お店を出ると、シュラ様が左手のリングを空に翳した。
とはいっても、雨降りの空の下、実際には傘に遮られて、陽の光を浴びる事は出来ない。
その指のリングも、傘の深い紺色を受けて、青く輝いている。


「嫌な雨ですね、気分が滅入ります。」
「だが、悪い事ばかりではない。アンヌと、こうして出掛けられるのは、雨のお陰だ。並んで歩けるのもな。」


指輪を眺めたまま、シュラ様がフッと微笑む。
途端に、私の心臓がドキンと大きな音を立てて鳴った。
相変わらず、彼の笑顔の威力は物凄いものがあるわ。
何度、身体を重ねたところで、この笑顔に目が眩むのは変わらないのだから。


「後は、何処へ寄るんだったか?」
「えっと……。ボディーシャンプーを買いに雑貨店へ。それから、新しいキッチンマットが欲しいな、と。で、最後は日本食の食材が置いてあるお店ですね。」
「俺の買物もある。途中で寄っても問題ないか?」
「勿論です。」


中国奥地での任務に備えて、必要なものは揃えておかなければいけないものね。
シュラ様は、あまり時間を掛ける気はないようだけれど、相手が相手だもの、長期の任務になるかもしれない。


「まぁ、買うと言っても、下着ぐらいなのだが。」
「それだけですか? 救急道具とか、非常食とかは?」
「聖域からの配給品で十分だ。後は、デスマスクが何かしら持ってくるだろう。」


デスマスク様は準備に余念がない方ですからね。
でも、今回に限っては、恋人さんを迎えに行っていて、準備の時間を確保出来ないのではないだろうか。
多分、聖域に戻ってきたら、直ぐにでも出発になるだろうし。


「どうしても不足するものがあれば、現地の支援者を頼る。近隣の村には調査員達も何人か入っているだろう。必要なものがあれば、彼等に頼んでも良い。聖衣だけ持って、後は手ぶらで行ったところで、大した不自由はない、どの任務でもな。」
「そういうものなのですか。デスマスク様は、緊急時以外は、いつも入念に準備をされていましたから、もっと不自由なものなのかと思っていました。」
「アイツは身の回りのものにこだわり過ぎるんだ。それと、あまり他人を頼りたがらない。

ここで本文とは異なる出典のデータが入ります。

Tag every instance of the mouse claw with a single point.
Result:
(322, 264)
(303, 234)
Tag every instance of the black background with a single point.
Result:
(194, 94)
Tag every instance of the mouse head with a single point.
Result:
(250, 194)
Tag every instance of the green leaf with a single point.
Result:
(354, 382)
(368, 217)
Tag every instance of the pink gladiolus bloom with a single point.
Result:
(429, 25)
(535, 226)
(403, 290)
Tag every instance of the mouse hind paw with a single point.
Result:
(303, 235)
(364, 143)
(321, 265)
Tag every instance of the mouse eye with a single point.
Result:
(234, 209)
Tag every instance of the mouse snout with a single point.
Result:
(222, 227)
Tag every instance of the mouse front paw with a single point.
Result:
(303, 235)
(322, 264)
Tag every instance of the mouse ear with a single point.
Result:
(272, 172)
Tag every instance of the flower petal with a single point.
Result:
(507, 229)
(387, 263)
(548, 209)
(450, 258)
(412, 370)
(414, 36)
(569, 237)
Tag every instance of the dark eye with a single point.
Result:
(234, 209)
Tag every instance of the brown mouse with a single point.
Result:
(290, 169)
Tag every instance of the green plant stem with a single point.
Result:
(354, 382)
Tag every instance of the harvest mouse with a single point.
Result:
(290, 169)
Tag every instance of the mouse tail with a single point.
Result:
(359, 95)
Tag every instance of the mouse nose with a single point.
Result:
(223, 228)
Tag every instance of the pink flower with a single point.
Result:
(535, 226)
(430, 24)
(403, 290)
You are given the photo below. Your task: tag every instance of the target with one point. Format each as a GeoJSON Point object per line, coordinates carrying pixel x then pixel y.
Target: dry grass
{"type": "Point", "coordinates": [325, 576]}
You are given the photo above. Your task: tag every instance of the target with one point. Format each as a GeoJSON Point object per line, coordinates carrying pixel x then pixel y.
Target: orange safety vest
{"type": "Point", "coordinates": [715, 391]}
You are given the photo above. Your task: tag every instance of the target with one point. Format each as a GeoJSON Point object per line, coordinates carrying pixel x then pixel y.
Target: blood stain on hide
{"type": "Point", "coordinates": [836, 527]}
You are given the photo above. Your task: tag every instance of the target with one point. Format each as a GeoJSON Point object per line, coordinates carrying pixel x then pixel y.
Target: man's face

そのせいだろう。」


六年もの間、黄金聖闘士の宮付き女官として勤めながら、実際の任務の様子や、その間の生活など、私には知らない事が沢山あった。
それもこれも、デスマスク様は外での事を、あまり話したがらなかったからだ。
任務の首尾や現地の様子を聞こうにも、「オマエは知らなくてイイ。」と突っ跳ねられるばかりで。
だから、準備はアレコレとさせられても、実際に何が、どの場面で、どのように必要になったのかなど、まるで知らないまま。
自分が用意したものが、ちゃんと役に立ったのかさえ、分からず仕舞だった。


「その点、シュラ様は、ちゃんと私に伝えてくれます。頼りにされていると思えて、嬉しいです。」
「俺はヤツとは違う。それに、今は立場も違うだろう。女官ではなく、俺の妻なのだからな。アンヌには、何でも知っていてもらわねば困る。」


そうこう言っている間に、先日、私が立ち寄った男性下着のお店に辿り着いた。
シュラ様がボクサーパンツを物色している間、私は彼の着る新しいシャツやハーフパンツ、それにソックスを十足程、選んで購入した。